During a visit to Quebec City in the Canadian Province of Quebec, we dined at a European-style bistro named Le Clocher Penche Bistrot. Here we enjoyed a most divine dish – La Cocotte. This is a fish and shellfish stew in a white wine and saffron broth. It was the most exquisite meal, and there was not a morsel left or a drop of broth wasted. This is a dish I would travel for.
I don’t think I’d be exaggerating to say there is nothing quite so drool-worthy as a really good dish of mac and cheese. It’s comfort food. It warms your soul and delights your tummy. Jacob’s Pickles in New York City presented me with just such a dish. Actually, it was a cast iron skillet that arrived sizzling and bubbling. Think Buffalo Chicken Wings (without the skin or bones) complete with a blue cheese crumble sitting atop a mound of penne pasta literally smothered in cheese and you’ve got the essence of Jacob’s Pickles Buffalo Mac & Cheese. With the first bite – and every bite that followed – I knew I had chosen the best dish on the menu. And, although I left the restaurant stuffed beyond words, it was worth every single delicious bite.
My favorite dish, the one that will have me hopping on a plane for 24 hours is dal makhani, with a side of paneer tikka and butter naan. In Mumbai, India there is a small hole in the wall restaurant that serves up the best North Indian dishes. Kareem’s will not pass any western food inspector’s tests, but the food served here will tantalize your tastebuds. The dal makhani served at Kareem’s is unlike anything I have eaten elsewhere. It is full of creamy goodness, an entire cupboard of spices like cloves, fennel, garam masala, chili’s and loaded down with urad lentils.
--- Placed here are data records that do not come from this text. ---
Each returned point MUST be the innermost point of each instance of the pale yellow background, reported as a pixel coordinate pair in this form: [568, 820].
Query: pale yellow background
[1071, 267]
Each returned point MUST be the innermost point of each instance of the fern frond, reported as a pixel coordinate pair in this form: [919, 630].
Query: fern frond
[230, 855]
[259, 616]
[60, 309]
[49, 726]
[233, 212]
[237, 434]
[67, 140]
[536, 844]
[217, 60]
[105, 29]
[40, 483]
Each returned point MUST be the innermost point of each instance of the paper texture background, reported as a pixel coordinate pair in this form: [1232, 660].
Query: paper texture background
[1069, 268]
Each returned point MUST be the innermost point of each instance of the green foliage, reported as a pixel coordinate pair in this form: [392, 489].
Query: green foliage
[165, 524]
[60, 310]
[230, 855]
It has an intense smokey flavor that is difficult to replicate anywhere else. Eating the dal with perfectly charred paneer tikka and butter naan makes this dish absolutely drool worthy!
We are not big meat eaters, but that changed when were driving from Key West to Miami. We were very hungry and saw this little restaurant in a strip mall in Islamorada called M.E.A.T. It had great online reviews so we decided to give it a try. They are known for their burgers, but I ordered the Country Pulled Pork Sandwich and it was love at first bite. The sandwich consisted of 6 ounces of moist and smoky pulled pork topped with Provolone Cheese, Braised Broccoli Rabe and Banana Peppers. It was delicious! They serve all their burgers and sandwiches with a generous portion of Duck Fat Fried French Fries which were fantastic. The only disappointment was that we didn’t discover this amazing place until we were on our way out of the Keys!
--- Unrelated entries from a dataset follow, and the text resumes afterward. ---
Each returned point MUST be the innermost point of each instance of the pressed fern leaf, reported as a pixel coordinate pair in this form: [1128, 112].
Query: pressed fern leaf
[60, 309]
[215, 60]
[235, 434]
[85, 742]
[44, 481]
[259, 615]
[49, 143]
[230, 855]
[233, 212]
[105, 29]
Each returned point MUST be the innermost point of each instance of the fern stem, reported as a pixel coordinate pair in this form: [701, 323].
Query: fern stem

I love to eat local dishes whenever I travel to any new destinations around the world and always asks locals for what favorite dishes I should try when visiting their country. One of my favorite foods is crab and the spicy crab curry done in Sri Lanka really is amazing! Full of flavors and a variety of spices that make your mouth explode, this is definitely one of my favorite dishes. Check out some of my other favorite dishes of Sri Lanka with my top must try Sri Lanka dishes here.
The shopska salad from Bulgaria- I was in love with Greek salads until I discovered the Shopska salad in Bulgaria. Similar in ingredients, the fresh & juicy tomatoes, peppers, onions, and cucumbers are better here than anywhere in the world! Top it with some crumbled cheese and the combination will make your mouth sing!
One dish that had me drooling is Bun Cha in Hanoi, Vietnam. This is one of Hanoi’s most famous street food dishes, and you can spot a Bun Cha restaurant by the smoking barbecues out front. This drool-worthy tangy noodle soup is piled high with white rice noodles, fresh herbs, lettuce and chillies, but what really makes this dish is the pork patties, which have been grilled over hot coals until they are almost caramelized, resulting in a sweet smoky flavor that is insanely delicious. Vinegar from pickled vegetables in the soup help to cut through fattiness of the pork, while the lettuce and herbs add freshness to the dish.
Strapatsada is an amazing breakfast dish we had in Greece. Call it senses-awakening, life-changing and certainly drool-inducing. Just don’t call me late for breakfast when this is on the menu. The recipe is fairly straightforward and completely Greek: eggs, slow-cooked tomatoes, onions, feta and copious amounts of olive oil. It’s cooked in a single skillet until the scrambled eggs are fluffy and hot. It’s served with thick slices of crusty bread, which perfectly sop up any leftover sauce.
We’ve tried to recreate this one at home, cutting back a little on the oil and cheese, and using egg whites rather than whole eggs, but it’s just not the same. Go all out, with all the fat, all the calories, all the deliciousness. Any time we eat it, we picture ourselves sitting seaside in Mykonos, enjoying a lazy breakfast while tourists buzz by on four-wheelers.
I recently visited the historic city of York, UK during the annual Food and Drink Festival. I had one of the best Yorkshire puddings with slow cooked beef and gravy, that I have ever had.
I later discovered after talking to some tourists that some people outside of the UK don’t know what a Yorkshire pudding is, well their definitely missing out as its one of my favourite things. It’s a batter pudding traditionally had with a Sunday Roast Beef dinner. We use the same recipe for pancakes or crepes which are more commonly known around the globe. Such a simple dish made from eggs, flour and milk or water but can be tricky to get the hang off when cooking, mine often come out flat as a pancake rather than light and airy as they are supposed to be.
They were originally served as a first course to fill you up as they are made from low cost ingredient and the roast dinner could be costly. A Sunday roast isn’t complete without a yorkie!
Poffertjes — the very word has me salivating and picturing myself in a canal-side Amsterdam café. These dreamy little darlings are a Dutch tradition that goes back centuries. The first published recipe showed up in a mid-1700s cookbook. Pronouced POH-fur-tyas, these small, fluffy pancakes were originally made simply with buckwheat flour, water and yeast. Since buckwheat grows well in poor soil, they were thought of poor man’s food.
Today’s recipe more commonly uses milk for the liquid and adds eggs. Still important for authenticity is the buckwheat flour and yeast, which gives them their puffiness. Poffertjes are baked in a special pan, like a griddle with round cavities in it. At Christmas markets and summer festivals, poffertjes stands pop up all over the place. It’s fun to watch the cooking process: Pour in the batter, cook till the edges are crispy, turn with a special two-pronged fork, wait another minute, then serve up to the waiting hordes.
Though serving variations have popped up over the years, these little darlings are traditionally served with a generous dollop of butter quickly melting into their warm deliciousness and then smothered in sifted powdered sugar. As the Dutch say “Wat lekker!” (How delicious!)
You might need some friends to share the mouth-watering seafood platter at Die Walskipper Restaurant in Jeffreys Bay, South Africa. Accompanied by melted garlic butter, the seafood pan for three is an enormous platter of the freshest and most delicious seafood we have ever tasted. Mounds of crayfish, calamari, mussels, prawns, linefish and crabsticks served over a bed of rice were more than four of us could devour – even though we tried our hardest.